Mozambique: Beira street children, teenagers return to school
Picture: Voa Portugues
Pope Francis’ visit to Mozambique from the 4th to the 6th of this month is overshadowing the campaign for the October 15 elections, which began last Saturday.
The visit is also contributing to the strengthening of interreligious relations, which in some cases were not good.
“It doesn’t even look like we are in an election campaign; people are more concerned about the Pope’s visit than the campaign,” Laura Lobato, a congregant at the Jehovah’s Witnesses church in Maputo, says. “Perhaps the situation will change after the Pope’s visit.”
Salvador Uamusse of the Church of Zion voices the same opinion.

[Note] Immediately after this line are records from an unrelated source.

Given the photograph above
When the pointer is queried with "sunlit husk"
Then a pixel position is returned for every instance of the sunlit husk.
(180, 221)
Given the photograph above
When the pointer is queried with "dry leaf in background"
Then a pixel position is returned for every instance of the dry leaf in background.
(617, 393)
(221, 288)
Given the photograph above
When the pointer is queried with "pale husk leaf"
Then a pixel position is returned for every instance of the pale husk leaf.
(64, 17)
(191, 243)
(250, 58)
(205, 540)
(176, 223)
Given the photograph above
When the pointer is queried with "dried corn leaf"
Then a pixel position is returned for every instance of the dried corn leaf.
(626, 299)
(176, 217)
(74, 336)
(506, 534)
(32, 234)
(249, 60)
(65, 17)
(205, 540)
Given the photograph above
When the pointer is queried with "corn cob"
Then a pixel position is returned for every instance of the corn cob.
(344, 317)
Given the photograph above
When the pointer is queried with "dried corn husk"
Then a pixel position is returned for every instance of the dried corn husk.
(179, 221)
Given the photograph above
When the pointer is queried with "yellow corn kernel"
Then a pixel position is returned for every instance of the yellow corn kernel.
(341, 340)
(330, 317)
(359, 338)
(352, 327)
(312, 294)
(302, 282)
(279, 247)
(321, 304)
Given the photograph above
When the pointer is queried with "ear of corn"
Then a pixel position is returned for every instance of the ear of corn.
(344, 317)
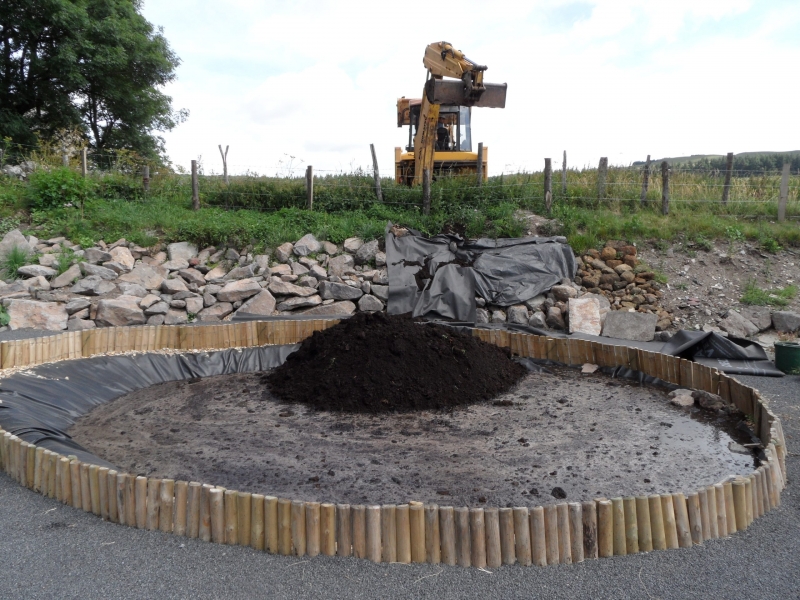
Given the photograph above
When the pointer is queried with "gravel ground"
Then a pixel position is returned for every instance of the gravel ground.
(52, 551)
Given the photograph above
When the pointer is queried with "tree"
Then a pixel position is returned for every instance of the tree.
(93, 64)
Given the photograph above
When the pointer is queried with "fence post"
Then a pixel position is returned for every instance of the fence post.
(376, 174)
(426, 192)
(310, 187)
(784, 192)
(602, 174)
(195, 190)
(224, 162)
(645, 181)
(480, 163)
(548, 185)
(728, 172)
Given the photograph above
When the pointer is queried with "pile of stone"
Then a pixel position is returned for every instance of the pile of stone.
(124, 284)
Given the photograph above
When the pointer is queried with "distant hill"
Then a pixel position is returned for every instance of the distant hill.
(744, 161)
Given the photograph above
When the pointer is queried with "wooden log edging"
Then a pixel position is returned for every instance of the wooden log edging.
(409, 532)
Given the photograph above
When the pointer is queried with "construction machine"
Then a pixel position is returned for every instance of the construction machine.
(439, 123)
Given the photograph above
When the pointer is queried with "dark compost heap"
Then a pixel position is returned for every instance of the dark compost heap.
(376, 363)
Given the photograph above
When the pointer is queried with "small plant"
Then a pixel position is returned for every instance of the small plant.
(17, 257)
(757, 296)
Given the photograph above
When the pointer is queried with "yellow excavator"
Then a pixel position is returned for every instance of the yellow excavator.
(439, 123)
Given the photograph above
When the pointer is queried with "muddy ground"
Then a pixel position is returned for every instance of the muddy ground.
(553, 436)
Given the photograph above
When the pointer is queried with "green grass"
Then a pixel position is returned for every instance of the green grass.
(755, 295)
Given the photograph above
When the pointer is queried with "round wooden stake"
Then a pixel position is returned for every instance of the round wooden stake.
(204, 531)
(153, 503)
(299, 528)
(327, 521)
(507, 550)
(695, 518)
(494, 557)
(522, 536)
(244, 501)
(670, 527)
(358, 514)
(373, 519)
(194, 490)
(643, 524)
(216, 501)
(403, 534)
(417, 519)
(477, 528)
(605, 528)
(447, 534)
(433, 547)
(631, 526)
(740, 504)
(551, 534)
(463, 540)
(344, 531)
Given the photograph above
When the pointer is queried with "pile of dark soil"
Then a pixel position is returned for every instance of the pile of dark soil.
(378, 362)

He says that the intense interest of people around this visit indicates that they “believe in the spiritual power that the Pope brings to Mozambique.”
Dany Ibrahimo of the Islamic Council agrees. “We know there have been misunderstandings between churches in this country, but right now, I don’t know who is a believer in the Universal Church of the Kingdom of God, the Assembly of God or the United Methodists; we are all in tune with the papal visit,” he says.
Nelson Moda of the Community of Santo Egidio is of the same mind. “One of the things that this visit will bring to us, to be reborn in us, is the thread of hope we have lost as Mozambicans. To be reborn in the spirit of sharing and solidarity as one people, because sometimes we get carried away by ethnic, linguistic and provincial borders,” he comments.